To use this concept, you have to invoke it somehow using special DAX formulas called iterators (if you create calculated column you automatically invoke row context inside that column). Iterating formulas are easy to spot in DAX. Almost all of them end with “X”. The most important ones are SUMX, AVERAGEX, COUNTX, and FILTER.

To reproduce SalesValue calculation using DAX, we need the following Measure.

SalesValue: =SUMX(Table1,

                                       Table1[Price]*Table1[Sales amount]

        )

To make the iterating function valid, you first need to provide a table on which you will do the iteration (the first row in the formula above).  Table1[Price]*Table1[Sales amount] (the second row in the formula above) is the formula that will be applied to each row in the table.

If we are to recreate previous situation using DAX, this is what is happening under the PowerPivot hub.

First two steps are coming from the Filter Context. In 3rd step SUMX multiplies Price*SalesAmount for each row and in the 4th part SUM cummulates all these values.

First 2 steps are the same and they are coming from Filter context concept. In step 3 we introduce Row context through our SUMX formula. So in step 3, after all the filters are applied to table, we start to iterate through each of the remaining rows and apply [Price]*[SalesAmount] calculation. It’s like we virtually add additional column (colored red) and in that column we store intermediate values. After all the values are computed row by row, SUM part of SUMX formula kicks in and sums all the values in the virtual column. In step 4 the computed value is sent to the appropriate field in a PivotTable.

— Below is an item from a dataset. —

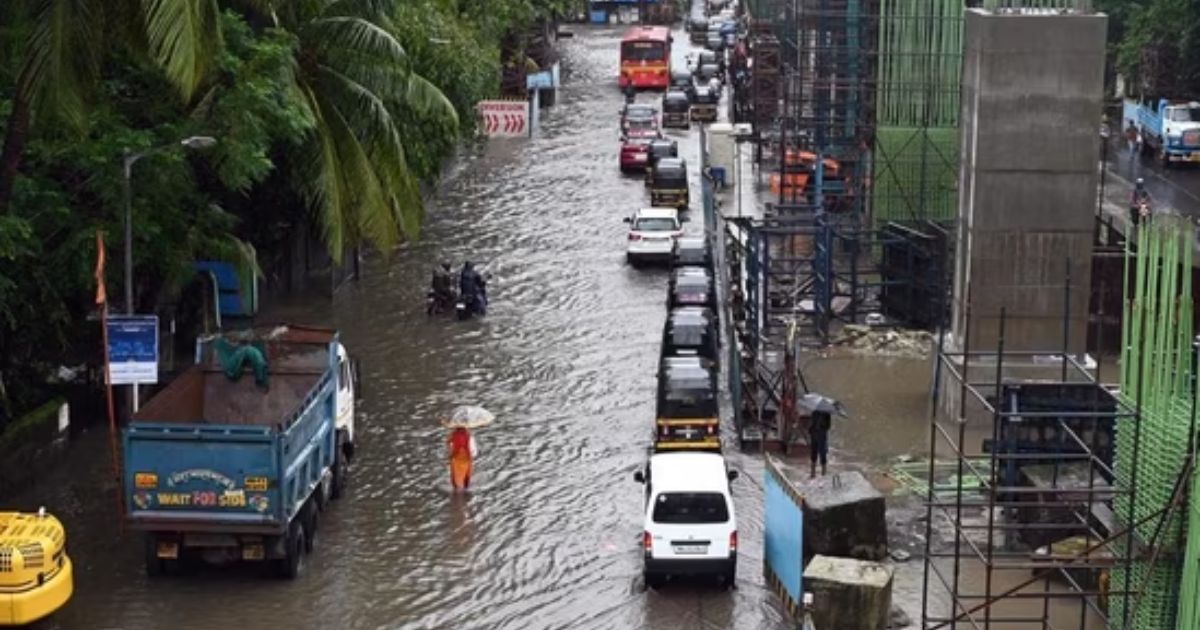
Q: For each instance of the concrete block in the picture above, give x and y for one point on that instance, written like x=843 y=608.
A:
x=1031 y=96
x=849 y=594
x=844 y=515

Without Row context, it would be impossible to introduce row by row calculations which are an important part of DAX. It is also important to remember that, although we are iterating through rows, DAX doesn’t have a clear understanding which row is currently being processed, so you cannot tell him to process just rows from 5-10 (like you could in regular Excel formulas). Instead, you need to use a combination of FILTER and other table functions to tell DAX more specificly on which table subset it should calculate values.

Portable measures

These two concepts allow each measure to be used across the whole data model. So under different environments (different Row&Filter contexts, which is often referred as Evaluation context) measure will produce (most of the time 😊) wanted results. It doesn’t matter if you put a brand on rows or columns, or if you put a filter on year, month or day, the measure will always compute value just under different Filter Context.

Wrap Up

Before you start to create more advanced measures and models using DAX, you need to get acquainted with Filter&Row context. These topics can be a bit vague for newcomers but are essential for the understanding of CALCULATE (CALCULATETABLE) function, which is the most important formula in DAX and the only one which is able to modify/change the filter context.

These two concepts work together and form Evaluation context, which allows measures to produce desired results under different environments (different filters applied to tables).